Frankfurter Allgemeine Zeitung - Rezension
Frankfurter Allgemeine Zeitung | Besprechung von 18.01.1997

Die Regierung der Seelen
Der große Vermittler Karl Dedecius und sein Panorama der polnischen Poesie · Von Harald Hartung

In "Eindrücke aus dem Theater", einem ihrer schönsten und ergreifendsten Gedichte, schildert die polnische Nobelpreisträgerin Wis¢awa Szymborska die "Auferstehung vom Schlachtfeld der Bühne" nach dem Fallen des Vorhangs: "das Ziehen des Dolchs aus der Brust, das Lösen der Schlinge vom Hals". Tröstliche Kunst! Denn anders als auf dem Theater werden in der brutalen Realität die Dolche nicht aus der Brust gezogen, die Schlingen nicht vom Hals gelöst, blickt das Opfer nicht selig dem Henker ins Auge.

Ingeniös benutzt die Dichterin die ehrwürdige Theatermetapher, um die brutale Realität der Geschichte zu pointieren. Und welche Geschichte wäre brutaler als die polnische? Aber auch welche Poesie leidgeprüfter, leiderfahrener als die polnische? So daß Szymborskas Kollege Adam Zagajewski 1982 die äußerste Zuspitzung riskiert: "Wirklich leben können wir nur in der Niederlage." In jener Niederlage, aus der dann der Triumph der Poesie erwächst.

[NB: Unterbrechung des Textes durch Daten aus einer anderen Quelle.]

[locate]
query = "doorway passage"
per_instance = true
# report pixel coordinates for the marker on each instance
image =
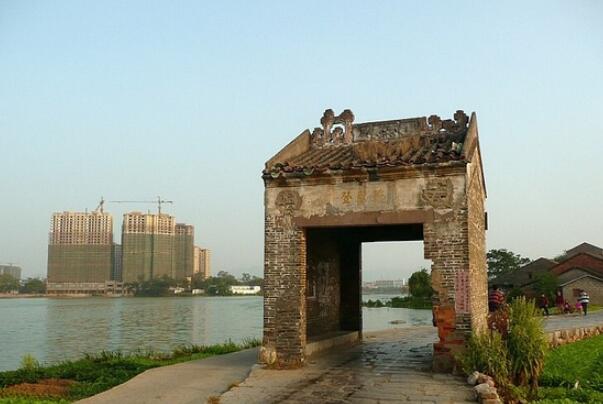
(386, 270)
(334, 274)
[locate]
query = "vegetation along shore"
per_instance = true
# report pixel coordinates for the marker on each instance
(94, 373)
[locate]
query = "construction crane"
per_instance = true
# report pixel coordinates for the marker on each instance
(159, 201)
(100, 205)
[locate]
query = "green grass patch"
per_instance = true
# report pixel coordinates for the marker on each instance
(95, 373)
(574, 372)
(404, 302)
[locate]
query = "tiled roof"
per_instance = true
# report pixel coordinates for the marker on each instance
(526, 274)
(405, 142)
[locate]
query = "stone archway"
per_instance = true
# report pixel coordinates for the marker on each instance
(329, 190)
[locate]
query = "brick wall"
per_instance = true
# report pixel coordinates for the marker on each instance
(323, 283)
(284, 286)
(453, 231)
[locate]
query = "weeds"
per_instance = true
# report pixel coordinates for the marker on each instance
(94, 373)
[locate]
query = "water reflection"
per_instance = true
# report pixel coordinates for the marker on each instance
(57, 329)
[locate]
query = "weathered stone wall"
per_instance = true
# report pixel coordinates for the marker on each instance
(592, 286)
(439, 196)
(478, 269)
(445, 243)
(284, 284)
(323, 283)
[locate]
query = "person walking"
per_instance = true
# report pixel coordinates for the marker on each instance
(495, 298)
(584, 299)
(559, 302)
(543, 303)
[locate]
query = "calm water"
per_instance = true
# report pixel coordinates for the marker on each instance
(58, 329)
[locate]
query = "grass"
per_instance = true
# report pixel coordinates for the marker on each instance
(407, 302)
(573, 373)
(96, 373)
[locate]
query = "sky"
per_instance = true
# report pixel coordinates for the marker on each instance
(188, 99)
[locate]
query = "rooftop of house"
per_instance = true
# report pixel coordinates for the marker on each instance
(526, 274)
(340, 144)
(584, 248)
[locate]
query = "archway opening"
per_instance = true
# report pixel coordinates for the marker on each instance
(386, 270)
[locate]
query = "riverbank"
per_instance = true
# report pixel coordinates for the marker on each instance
(93, 374)
(403, 302)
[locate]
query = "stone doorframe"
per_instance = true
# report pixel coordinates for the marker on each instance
(446, 244)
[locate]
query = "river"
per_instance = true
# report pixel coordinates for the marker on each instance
(53, 329)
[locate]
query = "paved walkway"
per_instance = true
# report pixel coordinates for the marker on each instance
(184, 383)
(562, 322)
(388, 366)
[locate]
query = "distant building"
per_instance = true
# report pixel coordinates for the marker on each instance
(11, 270)
(80, 250)
(153, 245)
(580, 268)
(245, 290)
(183, 251)
(202, 262)
(117, 258)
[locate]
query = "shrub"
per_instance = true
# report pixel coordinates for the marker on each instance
(487, 353)
(29, 363)
(526, 342)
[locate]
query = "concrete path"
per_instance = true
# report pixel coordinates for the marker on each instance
(188, 382)
(388, 366)
(562, 322)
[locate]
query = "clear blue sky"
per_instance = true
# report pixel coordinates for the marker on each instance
(188, 99)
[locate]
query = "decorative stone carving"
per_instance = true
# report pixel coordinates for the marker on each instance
(439, 193)
(288, 201)
(338, 135)
(435, 122)
(386, 131)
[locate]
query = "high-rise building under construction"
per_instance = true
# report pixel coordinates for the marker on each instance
(153, 245)
(80, 250)
(183, 251)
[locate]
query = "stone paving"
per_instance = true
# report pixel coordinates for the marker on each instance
(562, 322)
(388, 366)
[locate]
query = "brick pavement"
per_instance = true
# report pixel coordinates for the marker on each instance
(388, 366)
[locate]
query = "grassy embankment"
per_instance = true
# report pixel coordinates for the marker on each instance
(73, 380)
(573, 373)
(405, 302)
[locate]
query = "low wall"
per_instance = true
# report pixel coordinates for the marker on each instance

Das alles hat in Polen Tradition, wie schon Heinrich Heine wußte: "Wenn Vaterland das erste Wort des Polen ist, so ist Freiheit das zweite." Aber Vaterland und Freiheit blieben für die Polen lange Zeit eine Sache der Hoffnung und Imagination, kurz die Sache der Dichter. Diese hatten, wie es der polnische Klassiker Adam Mickiewicz ausdrückte, die "Regierung der Seelen" auszuüben.

Kein anderes Volk war so sehr auf diese stolze wie elend machende Kompensation angewiesen. Was das Elend angeht, so endet ein jüngerer Dichter, Andrzej Bursa, sein "Dankgebet" mit dem einzigen Vorwurf an Gott: "Warum hast du mich zum Polen gemacht?" Und Ernest Bryll steigert die polnische Selbstkritik zur Selbstbezichtigung: "Auch das muß man den Polen ohne Umschweif sagen: / Ihr lebt wie ein Vampir vom Blut von euresgleichen." Zwei Zitate, die zeigen, daß die Blüte der polnischen Lyrik aus einem tieftraurigen Grund kommt. Zwei Dichternamen zudem, die auch dem interessierten Lyrikleser kaum bekannt gewesen sein dürften.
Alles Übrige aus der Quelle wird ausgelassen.